The president of the Committees for the Defense of Human Rights in Syria, Akram Ne'eitha (himself a former political prisoner) accused the state of "crossing all red lines in dealing with the peaceful opposition." Haitham Maleh, the head of the Human Rights Society in Syria, did not hesitate to publicly denounce the "serial arrests" in a fax to the Associated Press, despite the fact that two leading members of the group had been taken into custody (a clear indication that he could have been next in line).

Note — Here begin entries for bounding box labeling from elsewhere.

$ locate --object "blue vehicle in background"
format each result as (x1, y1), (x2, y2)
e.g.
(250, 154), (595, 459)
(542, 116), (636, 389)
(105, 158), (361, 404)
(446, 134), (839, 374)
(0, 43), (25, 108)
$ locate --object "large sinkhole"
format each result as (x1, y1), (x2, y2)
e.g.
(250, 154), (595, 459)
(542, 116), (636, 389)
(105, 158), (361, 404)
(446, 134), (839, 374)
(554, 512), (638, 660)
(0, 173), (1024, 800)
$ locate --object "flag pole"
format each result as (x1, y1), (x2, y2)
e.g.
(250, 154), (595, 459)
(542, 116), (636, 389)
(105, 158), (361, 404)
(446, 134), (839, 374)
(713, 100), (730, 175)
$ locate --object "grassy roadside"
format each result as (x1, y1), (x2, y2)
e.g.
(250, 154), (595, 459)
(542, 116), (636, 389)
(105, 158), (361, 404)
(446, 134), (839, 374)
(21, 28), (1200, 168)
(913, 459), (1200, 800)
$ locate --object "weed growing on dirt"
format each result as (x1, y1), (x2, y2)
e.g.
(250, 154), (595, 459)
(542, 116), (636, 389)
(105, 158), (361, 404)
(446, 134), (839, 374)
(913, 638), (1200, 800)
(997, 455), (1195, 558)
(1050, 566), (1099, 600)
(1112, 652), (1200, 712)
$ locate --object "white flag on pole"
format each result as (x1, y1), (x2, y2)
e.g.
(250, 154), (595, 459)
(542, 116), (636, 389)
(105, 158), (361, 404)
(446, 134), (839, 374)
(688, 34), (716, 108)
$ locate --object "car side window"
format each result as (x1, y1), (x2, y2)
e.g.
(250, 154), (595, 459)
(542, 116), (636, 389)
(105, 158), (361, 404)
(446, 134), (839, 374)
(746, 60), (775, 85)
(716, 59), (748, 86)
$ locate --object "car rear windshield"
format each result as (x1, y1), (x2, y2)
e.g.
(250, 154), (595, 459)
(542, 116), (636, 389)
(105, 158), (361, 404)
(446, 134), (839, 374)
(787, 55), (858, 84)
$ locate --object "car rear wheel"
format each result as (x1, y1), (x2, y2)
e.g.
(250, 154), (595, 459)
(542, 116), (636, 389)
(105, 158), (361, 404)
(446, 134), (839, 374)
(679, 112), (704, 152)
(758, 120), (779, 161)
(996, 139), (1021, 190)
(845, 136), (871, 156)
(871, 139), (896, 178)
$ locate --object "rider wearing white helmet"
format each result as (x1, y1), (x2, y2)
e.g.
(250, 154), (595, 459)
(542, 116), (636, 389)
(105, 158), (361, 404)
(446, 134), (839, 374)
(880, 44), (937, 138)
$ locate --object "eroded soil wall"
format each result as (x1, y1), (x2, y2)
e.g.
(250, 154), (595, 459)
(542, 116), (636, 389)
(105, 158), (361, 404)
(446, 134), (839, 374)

Although several international human rights groups registered firm objections to the arrests, international reaction to the arrests was initially rather muted. Indeed, some have suggested that the low key international response to the Lebanese regime's crackdown on anti-Syrian dissidents in August [see Lebanon's Shadow Government Takes Charge in the August 2001 issue of MEIB] was interpreted by the Syrians as a green light to silence dissent at home. However, on September 28 the European Union issued a belated statement calling for the immediate release of the detainees. The letter, conveyed to Foreign Minister Farouk al-Shara, urged Syria to "respect human rights, freedom of speech and dialogue." The EU emphasized that its complaint was not an attempt to interfere in Syrian affairs, but was merely "advice" to facilitate Syria's economic partnership with the EU. In reaction, the Syrian Foreign Ministry stated that the matter was a "a purely domestic affair."
Although economic reform has stalled [see The Political Obstacles to Economic Reform in Syria in the July 2001 issue of MEIB] and Bashar Assad's initial moves to expand civil liberties have been definitively overruled by the security chiefs, it is likely that the country's resurgent civil society will continue to press for change. The emerging alliance between the business community and intellectuals of all stripes cannot be totally crushed without dramatically undermining the regime's efforts to attract international investment. Many reformers are cognizant of this limitation faced by the security chiefs and remain cautiously optimistic that that they will eventually prevail.
1 Al-Hayat (London), 6 September 2001.
2 Tishrin (Damascus), 8 September 2001.